This step demonstrates Solo Istio's global service failover at the mesh layer. When productpage-v1 is scaled to zero on east, calls to the global hostname productpage.bookinfo.mesh.internal transparently route to west via the east-west HBONE gateway.

Why this isn't tested through the agentgateway ingress. Even with the HTTPRoute correctly pointing at the *.mesh.internal hostname, the agentgateway dataplane (Rust proxy) still NACKs istiod's synthetic cross-cluster WorkloadEntry with "unknown address type", so the route ends up with zero healthy backends and the ingress returns 503. The native istio Gateway (Envoy) on the istio-gw-multi-cluster-kind standup with the same HTTPRoute pattern does fail over correctly — this is an agentgateway-specific dataplane gap, not a Solo Istio control-plane issue. Ingress-initiated failover on agentgateway is on the roadmap (agentgateway PR #1566 was the proxy-side step). The mesh fabric itself always handles this — ztunnel resolves the synthetic VIP (e.g. 240.240.0.x) and tunnels via HBONE to the peer cluster's east-west GW, which is what the in-mesh curl below proves.

Scale productpage down on east

About — what this does & why

What: Sets productpage-v1 to 0 replicas on east-ag and waits for the pod to terminate.

Why: Simulates a cluster-local failure so we can prove the global hostname seamlessly fails over to west. Equivalent to a region outage or a bad deployment.

kubectl --context $CLUSTER1 scale deploy productpage-v1 -n bookinfo --replicas=0
kubectl --context $CLUSTER1 -n bookinfo wait --for=delete pod -l app=productpage --timeout=30s

Confirm there are no local endpoints, but the global VIP is healthy

About — what this does & why

What: Asks ztunnel on east what it knows about productpage. Three rows come back — the synthetic global Service has a healthy remote endpoint (1/1), while the regular local Service has zero endpoints (0/0).

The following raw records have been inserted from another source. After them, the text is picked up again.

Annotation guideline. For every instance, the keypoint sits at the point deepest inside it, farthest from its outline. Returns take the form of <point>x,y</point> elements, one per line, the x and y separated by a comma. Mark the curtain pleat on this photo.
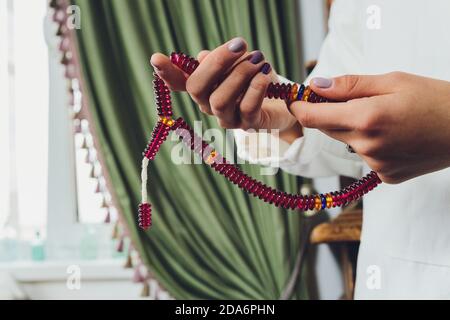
<point>209,240</point>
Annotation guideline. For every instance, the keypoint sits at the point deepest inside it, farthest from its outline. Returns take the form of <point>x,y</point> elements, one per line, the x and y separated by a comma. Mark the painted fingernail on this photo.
<point>323,83</point>
<point>256,57</point>
<point>266,68</point>
<point>236,45</point>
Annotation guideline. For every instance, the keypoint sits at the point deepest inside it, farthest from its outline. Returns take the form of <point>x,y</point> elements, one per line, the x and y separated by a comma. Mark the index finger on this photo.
<point>213,66</point>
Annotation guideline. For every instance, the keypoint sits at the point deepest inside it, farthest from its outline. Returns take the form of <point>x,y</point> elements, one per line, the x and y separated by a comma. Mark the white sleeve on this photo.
<point>315,154</point>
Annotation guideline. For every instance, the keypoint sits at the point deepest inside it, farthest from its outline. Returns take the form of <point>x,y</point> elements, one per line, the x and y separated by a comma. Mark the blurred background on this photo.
<point>76,108</point>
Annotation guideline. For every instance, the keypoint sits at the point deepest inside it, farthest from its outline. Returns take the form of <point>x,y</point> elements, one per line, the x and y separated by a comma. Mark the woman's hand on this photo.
<point>230,83</point>
<point>398,123</point>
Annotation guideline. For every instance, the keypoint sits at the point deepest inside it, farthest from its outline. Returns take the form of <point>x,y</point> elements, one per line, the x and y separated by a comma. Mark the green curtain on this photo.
<point>209,240</point>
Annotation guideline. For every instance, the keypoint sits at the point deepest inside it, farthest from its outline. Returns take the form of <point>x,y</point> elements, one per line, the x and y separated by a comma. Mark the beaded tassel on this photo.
<point>288,92</point>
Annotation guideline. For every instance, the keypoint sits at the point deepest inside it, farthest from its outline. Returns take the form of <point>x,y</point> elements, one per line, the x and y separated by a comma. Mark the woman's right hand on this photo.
<point>230,83</point>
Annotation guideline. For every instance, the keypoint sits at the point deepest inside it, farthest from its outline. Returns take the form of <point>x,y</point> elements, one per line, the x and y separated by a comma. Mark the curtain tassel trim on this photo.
<point>287,92</point>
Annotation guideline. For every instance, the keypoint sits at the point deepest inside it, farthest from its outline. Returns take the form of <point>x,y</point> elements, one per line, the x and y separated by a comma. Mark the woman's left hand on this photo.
<point>398,123</point>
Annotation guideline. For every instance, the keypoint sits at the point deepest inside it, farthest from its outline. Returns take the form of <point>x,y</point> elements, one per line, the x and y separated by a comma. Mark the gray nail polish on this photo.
<point>256,57</point>
<point>266,68</point>
<point>236,45</point>
<point>323,83</point>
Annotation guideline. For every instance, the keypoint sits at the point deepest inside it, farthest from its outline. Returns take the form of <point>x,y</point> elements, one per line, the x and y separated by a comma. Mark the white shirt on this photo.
<point>405,244</point>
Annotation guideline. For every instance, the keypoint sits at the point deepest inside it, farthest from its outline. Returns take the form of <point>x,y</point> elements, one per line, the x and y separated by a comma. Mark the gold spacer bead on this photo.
<point>329,200</point>
<point>317,203</point>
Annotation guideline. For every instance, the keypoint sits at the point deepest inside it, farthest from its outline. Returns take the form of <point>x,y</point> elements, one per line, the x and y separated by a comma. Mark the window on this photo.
<point>46,184</point>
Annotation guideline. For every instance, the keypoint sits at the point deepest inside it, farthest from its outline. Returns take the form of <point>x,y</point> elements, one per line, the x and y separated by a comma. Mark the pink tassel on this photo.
<point>108,217</point>
<point>137,276</point>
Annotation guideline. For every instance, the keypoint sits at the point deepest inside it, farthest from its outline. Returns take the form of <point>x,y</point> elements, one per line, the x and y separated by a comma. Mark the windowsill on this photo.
<point>99,279</point>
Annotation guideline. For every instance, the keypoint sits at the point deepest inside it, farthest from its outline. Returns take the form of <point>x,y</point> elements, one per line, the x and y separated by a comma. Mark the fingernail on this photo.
<point>266,68</point>
<point>236,45</point>
<point>323,83</point>
<point>155,67</point>
<point>256,57</point>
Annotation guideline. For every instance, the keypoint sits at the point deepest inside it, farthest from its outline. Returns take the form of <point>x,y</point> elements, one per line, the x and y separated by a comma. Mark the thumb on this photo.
<point>350,87</point>
<point>173,76</point>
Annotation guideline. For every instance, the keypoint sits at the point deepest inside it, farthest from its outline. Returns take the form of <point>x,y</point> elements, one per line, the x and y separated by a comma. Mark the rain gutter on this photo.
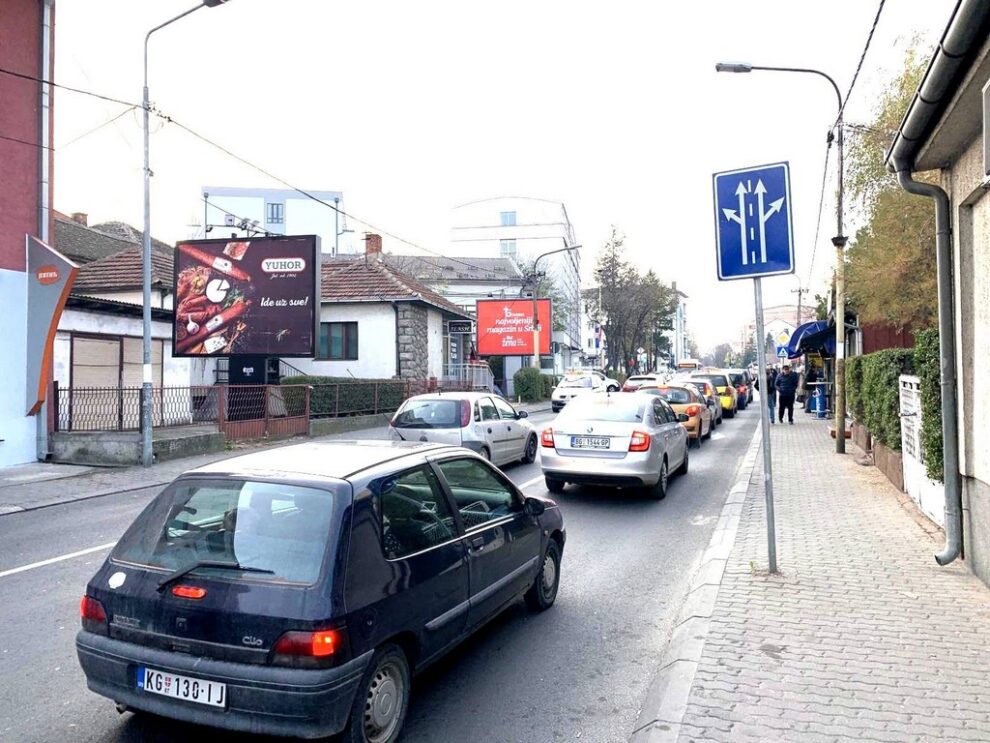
<point>963,36</point>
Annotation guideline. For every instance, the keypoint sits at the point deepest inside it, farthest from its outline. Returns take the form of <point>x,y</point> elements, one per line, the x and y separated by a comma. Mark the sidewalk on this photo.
<point>39,484</point>
<point>861,637</point>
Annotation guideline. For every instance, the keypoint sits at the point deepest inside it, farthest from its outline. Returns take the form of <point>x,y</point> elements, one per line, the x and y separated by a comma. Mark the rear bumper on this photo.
<point>633,470</point>
<point>268,700</point>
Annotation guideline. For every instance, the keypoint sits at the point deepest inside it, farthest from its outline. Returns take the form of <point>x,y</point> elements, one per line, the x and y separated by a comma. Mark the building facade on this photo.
<point>27,38</point>
<point>244,212</point>
<point>523,228</point>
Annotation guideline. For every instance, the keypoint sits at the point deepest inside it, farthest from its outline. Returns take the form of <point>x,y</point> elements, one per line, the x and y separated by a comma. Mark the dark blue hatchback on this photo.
<point>294,592</point>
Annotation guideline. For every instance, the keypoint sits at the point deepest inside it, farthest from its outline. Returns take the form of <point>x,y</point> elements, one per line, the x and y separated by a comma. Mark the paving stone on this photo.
<point>862,637</point>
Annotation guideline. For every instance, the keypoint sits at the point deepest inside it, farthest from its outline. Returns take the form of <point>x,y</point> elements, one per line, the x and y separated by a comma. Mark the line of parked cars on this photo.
<point>296,591</point>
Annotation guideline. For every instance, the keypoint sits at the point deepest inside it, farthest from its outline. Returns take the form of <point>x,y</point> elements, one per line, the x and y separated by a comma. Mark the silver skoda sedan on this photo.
<point>624,440</point>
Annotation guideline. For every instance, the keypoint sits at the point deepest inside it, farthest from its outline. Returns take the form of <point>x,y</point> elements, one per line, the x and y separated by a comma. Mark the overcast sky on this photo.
<point>412,108</point>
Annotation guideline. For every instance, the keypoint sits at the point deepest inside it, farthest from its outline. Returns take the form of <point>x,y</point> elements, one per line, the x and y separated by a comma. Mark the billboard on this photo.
<point>505,327</point>
<point>255,296</point>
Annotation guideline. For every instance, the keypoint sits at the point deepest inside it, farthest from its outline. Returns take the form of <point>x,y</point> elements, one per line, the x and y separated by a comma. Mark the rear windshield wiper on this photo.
<point>186,569</point>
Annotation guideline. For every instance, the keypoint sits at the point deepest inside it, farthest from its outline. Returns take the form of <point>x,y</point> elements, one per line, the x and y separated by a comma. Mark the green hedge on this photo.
<point>926,366</point>
<point>342,396</point>
<point>854,387</point>
<point>529,384</point>
<point>875,389</point>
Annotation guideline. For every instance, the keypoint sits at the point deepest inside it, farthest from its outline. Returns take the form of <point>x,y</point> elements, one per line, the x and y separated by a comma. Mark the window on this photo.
<point>507,248</point>
<point>479,494</point>
<point>488,410</point>
<point>274,213</point>
<point>504,409</point>
<point>338,340</point>
<point>414,512</point>
<point>280,531</point>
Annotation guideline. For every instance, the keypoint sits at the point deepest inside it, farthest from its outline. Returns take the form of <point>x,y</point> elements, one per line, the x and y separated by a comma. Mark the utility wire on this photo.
<point>859,66</point>
<point>95,129</point>
<point>24,141</point>
<point>90,93</point>
<point>305,193</point>
<point>821,202</point>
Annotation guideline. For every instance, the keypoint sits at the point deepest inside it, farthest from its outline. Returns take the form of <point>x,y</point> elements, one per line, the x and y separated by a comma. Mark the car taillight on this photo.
<point>639,442</point>
<point>94,619</point>
<point>189,592</point>
<point>311,649</point>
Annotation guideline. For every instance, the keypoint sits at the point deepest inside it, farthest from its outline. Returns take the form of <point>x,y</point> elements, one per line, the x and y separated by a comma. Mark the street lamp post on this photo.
<point>839,241</point>
<point>536,318</point>
<point>147,373</point>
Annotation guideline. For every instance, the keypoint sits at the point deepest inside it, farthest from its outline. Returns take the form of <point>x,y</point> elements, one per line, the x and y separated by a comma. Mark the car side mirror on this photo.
<point>534,506</point>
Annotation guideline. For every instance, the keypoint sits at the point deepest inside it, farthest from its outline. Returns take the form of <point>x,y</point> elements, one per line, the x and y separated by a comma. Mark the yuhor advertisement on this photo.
<point>252,296</point>
<point>505,326</point>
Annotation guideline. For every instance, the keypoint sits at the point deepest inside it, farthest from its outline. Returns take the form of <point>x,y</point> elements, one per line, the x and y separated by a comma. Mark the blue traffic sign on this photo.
<point>753,231</point>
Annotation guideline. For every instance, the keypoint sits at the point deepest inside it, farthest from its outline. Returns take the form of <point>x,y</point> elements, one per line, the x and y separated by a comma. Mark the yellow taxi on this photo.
<point>727,394</point>
<point>686,399</point>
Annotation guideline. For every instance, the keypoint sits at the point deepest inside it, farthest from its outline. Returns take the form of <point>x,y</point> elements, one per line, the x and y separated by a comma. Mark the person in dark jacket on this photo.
<point>768,391</point>
<point>786,385</point>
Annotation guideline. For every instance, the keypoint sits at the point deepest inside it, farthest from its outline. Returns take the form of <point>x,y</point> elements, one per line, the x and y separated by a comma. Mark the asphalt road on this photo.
<point>579,671</point>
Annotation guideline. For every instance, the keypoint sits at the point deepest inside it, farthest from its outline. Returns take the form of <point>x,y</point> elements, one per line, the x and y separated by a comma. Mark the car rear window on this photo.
<point>285,529</point>
<point>674,395</point>
<point>716,379</point>
<point>429,414</point>
<point>576,382</point>
<point>614,408</point>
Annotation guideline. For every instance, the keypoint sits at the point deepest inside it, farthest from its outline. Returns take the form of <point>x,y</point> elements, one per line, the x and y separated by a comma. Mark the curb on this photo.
<point>666,701</point>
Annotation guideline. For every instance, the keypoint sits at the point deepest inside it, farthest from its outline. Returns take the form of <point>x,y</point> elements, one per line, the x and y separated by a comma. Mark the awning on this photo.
<point>810,337</point>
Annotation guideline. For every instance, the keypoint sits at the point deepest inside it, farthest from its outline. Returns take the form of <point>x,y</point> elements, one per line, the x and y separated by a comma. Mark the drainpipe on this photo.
<point>947,364</point>
<point>44,188</point>
<point>398,361</point>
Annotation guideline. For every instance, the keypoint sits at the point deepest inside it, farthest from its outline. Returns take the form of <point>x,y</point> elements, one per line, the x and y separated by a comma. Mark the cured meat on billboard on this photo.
<point>505,327</point>
<point>257,296</point>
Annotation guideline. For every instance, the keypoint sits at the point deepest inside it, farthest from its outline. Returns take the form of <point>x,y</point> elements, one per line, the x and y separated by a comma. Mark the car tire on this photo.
<point>531,448</point>
<point>659,490</point>
<point>543,592</point>
<point>382,698</point>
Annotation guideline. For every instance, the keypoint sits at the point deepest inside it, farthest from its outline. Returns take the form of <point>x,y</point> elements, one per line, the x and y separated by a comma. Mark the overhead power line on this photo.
<point>862,57</point>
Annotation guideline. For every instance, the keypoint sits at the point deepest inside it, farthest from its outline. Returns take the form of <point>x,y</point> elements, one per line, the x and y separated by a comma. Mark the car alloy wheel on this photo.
<point>387,695</point>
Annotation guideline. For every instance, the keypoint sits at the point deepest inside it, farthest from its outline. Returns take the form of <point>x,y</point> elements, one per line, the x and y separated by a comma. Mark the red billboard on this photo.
<point>505,327</point>
<point>247,296</point>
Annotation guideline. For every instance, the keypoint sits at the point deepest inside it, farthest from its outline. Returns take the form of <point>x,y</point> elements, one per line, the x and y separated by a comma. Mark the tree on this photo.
<point>890,275</point>
<point>633,308</point>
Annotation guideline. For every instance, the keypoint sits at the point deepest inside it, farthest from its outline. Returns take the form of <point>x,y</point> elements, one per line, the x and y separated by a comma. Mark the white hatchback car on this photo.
<point>624,440</point>
<point>479,421</point>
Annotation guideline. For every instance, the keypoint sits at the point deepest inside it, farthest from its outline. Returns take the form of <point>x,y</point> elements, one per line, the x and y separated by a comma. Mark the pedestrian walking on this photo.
<point>810,378</point>
<point>768,391</point>
<point>786,385</point>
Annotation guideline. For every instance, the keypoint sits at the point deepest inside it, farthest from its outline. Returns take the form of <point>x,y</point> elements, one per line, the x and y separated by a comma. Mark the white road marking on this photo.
<point>52,560</point>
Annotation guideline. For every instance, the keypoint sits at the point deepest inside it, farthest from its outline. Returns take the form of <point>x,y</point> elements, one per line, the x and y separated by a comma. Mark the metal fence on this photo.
<point>271,408</point>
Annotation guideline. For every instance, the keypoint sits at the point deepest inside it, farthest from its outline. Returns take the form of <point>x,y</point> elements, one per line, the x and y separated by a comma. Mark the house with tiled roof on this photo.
<point>378,322</point>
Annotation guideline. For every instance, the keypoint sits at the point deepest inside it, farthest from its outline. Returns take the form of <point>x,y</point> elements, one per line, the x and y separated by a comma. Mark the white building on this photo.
<point>523,228</point>
<point>243,212</point>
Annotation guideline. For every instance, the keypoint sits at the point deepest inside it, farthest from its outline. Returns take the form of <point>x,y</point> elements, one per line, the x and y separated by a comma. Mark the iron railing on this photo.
<point>119,409</point>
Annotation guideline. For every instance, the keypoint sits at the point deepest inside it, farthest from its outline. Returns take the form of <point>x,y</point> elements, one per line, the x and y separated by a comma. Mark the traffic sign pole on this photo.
<point>765,428</point>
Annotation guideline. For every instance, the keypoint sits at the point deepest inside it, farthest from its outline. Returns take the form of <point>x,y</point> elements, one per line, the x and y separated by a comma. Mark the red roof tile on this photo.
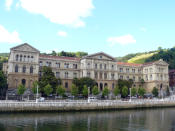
<point>60,57</point>
<point>128,64</point>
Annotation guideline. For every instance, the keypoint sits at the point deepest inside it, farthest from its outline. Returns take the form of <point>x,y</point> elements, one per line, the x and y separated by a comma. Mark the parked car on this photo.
<point>92,98</point>
<point>41,99</point>
<point>71,97</point>
<point>148,96</point>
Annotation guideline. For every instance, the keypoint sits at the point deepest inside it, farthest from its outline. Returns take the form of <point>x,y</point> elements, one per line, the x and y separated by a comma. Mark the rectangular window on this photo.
<point>57,74</point>
<point>121,69</point>
<point>75,66</point>
<point>57,65</point>
<point>95,66</point>
<point>41,63</point>
<point>66,65</point>
<point>112,76</point>
<point>75,75</point>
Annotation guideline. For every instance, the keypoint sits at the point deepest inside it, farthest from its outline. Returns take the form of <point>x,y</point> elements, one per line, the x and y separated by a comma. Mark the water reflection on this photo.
<point>133,120</point>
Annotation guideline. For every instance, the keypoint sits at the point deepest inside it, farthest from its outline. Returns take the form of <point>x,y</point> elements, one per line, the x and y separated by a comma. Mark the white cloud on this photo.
<point>8,37</point>
<point>123,40</point>
<point>64,12</point>
<point>62,33</point>
<point>8,4</point>
<point>143,29</point>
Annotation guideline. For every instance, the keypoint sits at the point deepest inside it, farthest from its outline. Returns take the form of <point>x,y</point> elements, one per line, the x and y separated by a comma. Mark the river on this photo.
<point>127,120</point>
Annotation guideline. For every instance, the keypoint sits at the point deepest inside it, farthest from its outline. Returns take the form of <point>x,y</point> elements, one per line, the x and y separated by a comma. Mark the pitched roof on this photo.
<point>24,45</point>
<point>60,57</point>
<point>100,53</point>
<point>128,64</point>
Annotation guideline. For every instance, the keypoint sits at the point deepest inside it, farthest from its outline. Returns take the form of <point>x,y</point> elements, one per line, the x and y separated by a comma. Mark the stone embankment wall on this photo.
<point>11,106</point>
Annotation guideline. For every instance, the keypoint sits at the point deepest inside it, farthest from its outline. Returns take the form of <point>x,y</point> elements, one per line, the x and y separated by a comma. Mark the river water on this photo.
<point>128,120</point>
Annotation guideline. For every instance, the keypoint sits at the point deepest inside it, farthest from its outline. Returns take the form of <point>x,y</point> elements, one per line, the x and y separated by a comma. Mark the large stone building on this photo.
<point>25,63</point>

Why: Confirms istiod has rewritten the global Service to point at west's east-west gateway, while the regular Service stays cluster-scoped. This is the proof that the failover plumbing is in place before we actually call it.

istioctl --context $CLUSTER1 ztunnel-config service | grep productpage
# bookinfo  autogen.bookinfo.productpage  240.240.0.2,2001:2::2  None  1/1   ← cross-cluster
# bookinfo  productpage                   10.96.x.x              None  0/0   ← local svc, no eps
# bookinfo  productpage-v1                10.96.x.x              None  0/0

Curl through the mesh using the global hostname

Run a curl pod inside the ambient mesh so its outbound call is intercepted by ztunnel. The synthetic VIP 240.240.0.2 resolves to the global hostname, which istiod has programmed with the remote (west) endpoint.

About — what this does & why

What: Runs a one-shot curl pod inside the bookinfo namespace and calls productpage.bookinfo.mesh.internal. Because the pod is enrolled in Ambient, ztunnel intercepts the outbound call.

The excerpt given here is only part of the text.